ÓSCAR ARNULFO ROMERO

Óscar Romero, arzobispo de San Salvador, fue un símbolo. Poco después de su asesinato ya lo llamaban "San Romero de las Américas". Fue asesinado el 24 de marzo de 1980 mientras celebraba la misa. Su asesinato fue impulsado por los militares de acuerdo con la brutal oligarquía económica de El Salvador.

En América Latina muchos se identificaban con el obispo asesinado, que era amigo de los pobres y había resistido al poder militar y económico. Romero había hablado claro contra los homicidios del ejército y de los paramilitares, aunque no había hecho menos con la guerrilla marxista. Era el referente del pobre pueblo de El Salvador, rehén de la guerra civil: "Hay mucha violencia, hay mucho odio, hay mucho egoísmo", había predicado. "Cada uno cree tener la verdad y echa la culpa de los males al otro".

Buscaba la paz en el diálogo. Pero también sabía ser fuerte y directo, como cuando "ordenó" a los soldados que no mataran, poniéndose en contra de la jerarquía militar. Su presencia impedía que la derecha se justificara con las razones del anticomunismo y de la religión.
Tras su muerte, la figura de Romero creció, y atrajo la atención del mundo sobre el drama salvadoreño. Romero fue asesinado como un mártir: no abandonó el país para salvar su vida, como le habían aconsejado. Venerado por la gente pobre, se convirtió en un héroe revolucionario para la izquierda, pero fue una figura inquietante para la derecha. En la Iglesia latinoamericana había obispos que eran contrarios a su beatificación, porque tenían miedo que se canonizara la teología de la liberación. Pocos obispos remaron en otra dirección.

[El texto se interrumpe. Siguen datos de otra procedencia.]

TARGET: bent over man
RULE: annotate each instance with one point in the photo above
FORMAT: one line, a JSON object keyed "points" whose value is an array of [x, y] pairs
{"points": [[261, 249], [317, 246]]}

Alrededor de Romero no solo había posturas encontradas, sino también niebla: era mejor dejar pasar todo aquello, pensaban también los que no le eran hostiles. Pero reconstruir su historia ha tenido una función importante. Lo hizo con seriedad el historiador Roberto Morozzo en un libro valiente: Primero Dios. Vida de Óscar Romero, en el que situó su figura en la compleja historia de El Salvador y de la Iglesia. Fue un texto muy apreciado en Centroamérica, como se vio en los debates que hubo durante su beatificación, en mayo de 2005. Así lo reconoció también Benedicto XVI en su viaje a Brasil.
Juan Pablo II, por su parte, sentía una ambivalencia ante Romero: no le gustaban las divisiones entre los obispos salvadoreños (casi todos contrarios al arzobispo) y temía que hubiera instrumentalizaciones políticas; pero respetaba el martirio. En 2000, para la celebración del recuerdo de los mártires del siglo XX, ante mi objeción sobre por qué no se recordaba a Romero, respondió: "Dicen que es un símbolo de la izquierda". Pero posteriormente lo incluyó entre los recordados, y habló de él calificándolo de "inolvidable arzobispo de San Salvador".
Tal vez recordaba el episodio que él mismo vivió años atrás cuando, estando de visita en San Salvador, quiso ir al sepulcro de Romero contra el parecer del Gobierno y tuvo que esperar un buen rato delante de las puertas cerradas de la catedral. Cuando finalmente pudo entrar, tendió sus manos sobre la tumba y afirmó: «¡Romero es nuestro!».
El cardenal Bergoglio percibía la densidad de la figura de aquel mártir. Cuando estaba a punto de llegar a la edad de retirarse, le confesó a un salvadoreño: "Si yo fuera Papa, Romero sería santo". Aquella premisa se produjo –imprevisiblemente– y Francisco proclamó beato a Romero en un clima pacificado, basándose en un serio proceso histórico y en el martirio. Con Romero empieza el reconocimiento de los numerosos mártires asesinados durante los terribles años de violencia en América Latina.